Der Freitagabend beginnt mit lockerer Stimmung um 17 Uhr. Es tummeln sich schon die einen oder anderen Besucher auf dem Festivalgelände, das Gelände macht aber eher den Eindruck, dass es grad aufgestanden ist. Die Helfer spazieren gemütlich zwischen den Bühnen hin und her, halten ein Schwätzchen mit Bekannten und hören sich Konzerte an.
Rüstiges Quartett eröffnet Abend
Den Abend eröffnet hat die Band Hermann auf der «Bohemians Welcome»-Bühne. Mit Gitarre, Synthie, Bass und einem alten Drumcomputer spielt das «rüstige Quartett», wie es im Programm angekündigt wurde, Musik, die genau so gut aus den 80-ern stammen könnte. Wären da nicht die sozial-kritischen Texte, welche die Unstimmigkeiten der heutigen Zeit anprangern.
Das fast geschlossene Zelt am hinteren Ende ist mit einem bequemen, grünen Teppich ausgelegt, sodass ein Grossteil des Publikums gemütlich am Boden sitzt. Zuvorderst die zahlreichen Kinder mit Baustellen-Gehörschutz, dahinter die Eltern und viele Freunde der Band, die das Konzert zu einem Quasi-Heimspiel für «Hermann» machten.
Say what?
Um 18 Uhr folgte das zweite Konzert, welches rückblickend das absolute Highlight des Abends war: Emilie Zoé. Das Duo um die namensgebende Emilie Zoé an der Gitarre und Nicolas Pittet am Schlagzeug war einfach unerhört gut.

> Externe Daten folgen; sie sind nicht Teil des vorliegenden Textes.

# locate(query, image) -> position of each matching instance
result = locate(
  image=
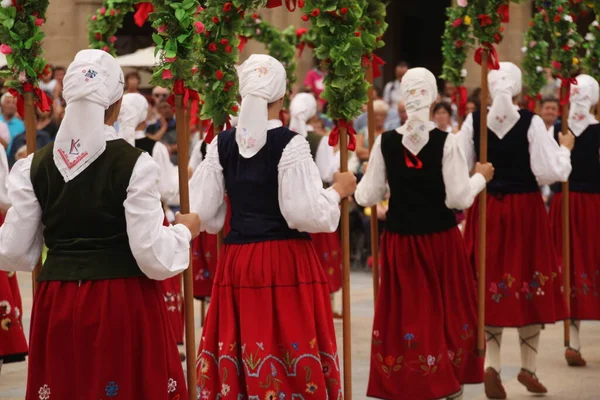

Mit einfachsten Mitteln erzeugten die zwei Neuenburger Musiker einen Sound, für den andere Formationen mindestens vier Musiker brauchen. Jeder Klang, jeder Einsatz, jedes Wort wurde exakt genau platziert und klang doch, als ob sie in völliger Verzweiflung ihr Herz ausschütten.
«Ihre Songs wechseln zwischen verzerrten Gitarren und geschrienen Lyrics zu minimalistischten Schlagzeug-Soli, während denen es auf dem Platz absolut still ist. Was eigentlich nie eintritt.»
Laura Livers über Emilie Zoés Konzert
Die grossen Augen …
Der Begriff Authentizität ist in der Musikkritik ein Unwort, welches gebraucht wird, wenn einem sonst nichts mehr einfällt. Aber auf Emilie Zoé trifft er zu. Das Publikum kann gar nicht anders, als die Musiker anzustarren. Nicht weil sie hübsch wären oder eine grosse Show ablieferten, sondern weil ihre Musik in ihren Gesichtern und ihrem Gestus widerspiegelt wird.
Und Emilie Zoé, die Gitarristin und Sängerin, starrt zurück mit ihren grossen Augen, in denen eine existenzielle Dringlichkeit zu lesen ist, ihre Musik dem Publikum mitzuteilen.
Ihre Songs wechseln zwischen verzerrten Gitarren und geschrienen Lyrics zu minimalistischten Schlagzeug-Soli, während denen es auf dem Platz vor der Zeltbühne absolut still ist. Ein Umstand, der an einem Open-Air eigentlich nie eintritt.
Das Konzert war eine absolute Höchstleistung der Musiker, und das Publikum bedankte sich mit minutenlangem Schlussapplaus und Zugabe-Rufen. Schade war nur, dass das Konzert an einem Freitagabend um 18 Uhr stattfand und so ein Grossteil der Festivalbesucher diesen Wahnsinnsmoment verpasst hat. So eine Formation gehört meiner Meinung nach in einen späteren Slot.
Invasion der Synthesizer
Auf die raue Musik von Emilie Zoé folgten «Dear Reader» aus Berlin. Mit Synthies, Stage-Piano, E-Cello und Schlagzeug spielten sie Musik, die ein wenig wie elektronischer Irish-Folk klang.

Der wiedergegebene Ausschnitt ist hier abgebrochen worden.